Modulation of the structural and functional properties of perilla protein isolate from oilseed residues by dynamic high-pressure microfluidization
文献类型: 外文期刊
作者: Zhao, Qiaoli 1 ; Yan, Weiqiang 2 ; Liu, Yuanfa 1 ; Li, Jinwei 1 ;
作者机构: 1.Jiangnan Univ, State Key Lab Food Sci & Technol, Wuxi 214122, Jiangsu, Peoples R China
2.Shanghai Acad Agr Sci, Inst Crop Breeding & Cultivat, Shanghai 201403, Peoples R China
关键词: Dynamic high-pressure microfluidization; Perilla protein isolate; Physicochemical properties; Structural characteristics; Functional properties
期刊名称:FOOD CHEMISTRY ( 影响因子:9.231; 五年影响因子:8.795 )
ISSN: 0308-8146
年卷期: 2021 年 365 卷
页码:
收录情况: SCI
摘要: Dynamic high-pressure microfluidization (DHPM) is an alternative method to physically modify proteins to improve their functional properties. In this study, perilla protein isolate (PPI) was treated by DHPM at different pressures.

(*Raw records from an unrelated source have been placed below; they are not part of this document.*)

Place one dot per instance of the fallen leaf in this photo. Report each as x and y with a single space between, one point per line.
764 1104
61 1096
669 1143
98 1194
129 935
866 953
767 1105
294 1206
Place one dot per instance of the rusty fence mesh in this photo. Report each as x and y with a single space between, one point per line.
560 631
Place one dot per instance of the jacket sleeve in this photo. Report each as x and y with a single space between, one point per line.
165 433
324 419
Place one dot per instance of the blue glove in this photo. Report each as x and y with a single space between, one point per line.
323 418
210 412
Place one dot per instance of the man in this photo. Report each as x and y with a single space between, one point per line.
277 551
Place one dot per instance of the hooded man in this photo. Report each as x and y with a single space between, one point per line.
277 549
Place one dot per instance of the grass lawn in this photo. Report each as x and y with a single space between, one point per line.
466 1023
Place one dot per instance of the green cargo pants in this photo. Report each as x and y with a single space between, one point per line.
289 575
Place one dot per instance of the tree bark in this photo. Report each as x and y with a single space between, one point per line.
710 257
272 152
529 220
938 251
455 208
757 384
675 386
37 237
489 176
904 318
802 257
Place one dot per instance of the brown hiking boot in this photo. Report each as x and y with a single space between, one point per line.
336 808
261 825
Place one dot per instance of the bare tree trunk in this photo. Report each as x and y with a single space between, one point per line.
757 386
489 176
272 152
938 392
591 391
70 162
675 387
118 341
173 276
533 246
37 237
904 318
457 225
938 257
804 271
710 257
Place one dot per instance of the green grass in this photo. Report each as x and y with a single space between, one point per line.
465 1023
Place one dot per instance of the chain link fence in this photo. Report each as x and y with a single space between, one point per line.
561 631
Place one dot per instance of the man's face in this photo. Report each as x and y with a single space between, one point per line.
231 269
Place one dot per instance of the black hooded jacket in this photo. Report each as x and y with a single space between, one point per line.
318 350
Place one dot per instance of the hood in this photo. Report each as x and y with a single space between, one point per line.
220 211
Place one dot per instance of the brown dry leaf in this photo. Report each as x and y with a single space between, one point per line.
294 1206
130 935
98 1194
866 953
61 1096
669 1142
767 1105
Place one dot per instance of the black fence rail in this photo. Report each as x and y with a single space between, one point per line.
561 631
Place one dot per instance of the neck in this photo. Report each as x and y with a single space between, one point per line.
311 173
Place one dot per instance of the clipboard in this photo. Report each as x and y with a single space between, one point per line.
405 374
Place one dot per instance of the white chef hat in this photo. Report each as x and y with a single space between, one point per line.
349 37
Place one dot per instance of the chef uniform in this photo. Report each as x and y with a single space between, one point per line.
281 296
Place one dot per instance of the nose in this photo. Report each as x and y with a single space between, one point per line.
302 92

Results showed that DHPM treatment reduced the particle size and absolute potential of PPI by 75.90% and 22.28%. The increased surface hydrophobicity and free sulfhydryl content were observed in DHPMtreated PPI, which may be caused by the comformation changes of PPI. Furthermore, DHPM treatment would not cause the degradation of the main subunits and the variation of crystalline regions in PPI, but enhancing the thermal stability of PPI at 90 MPa and 120 MPa. Functional properties analysis indicated that DHPM treatment at 120 MPa was more effective in improving the solubility, foaming and emulsifying capacities of PPI. The results suggested that DHPM can be used to enhance the functional properties of PPI and expand its application in food systems.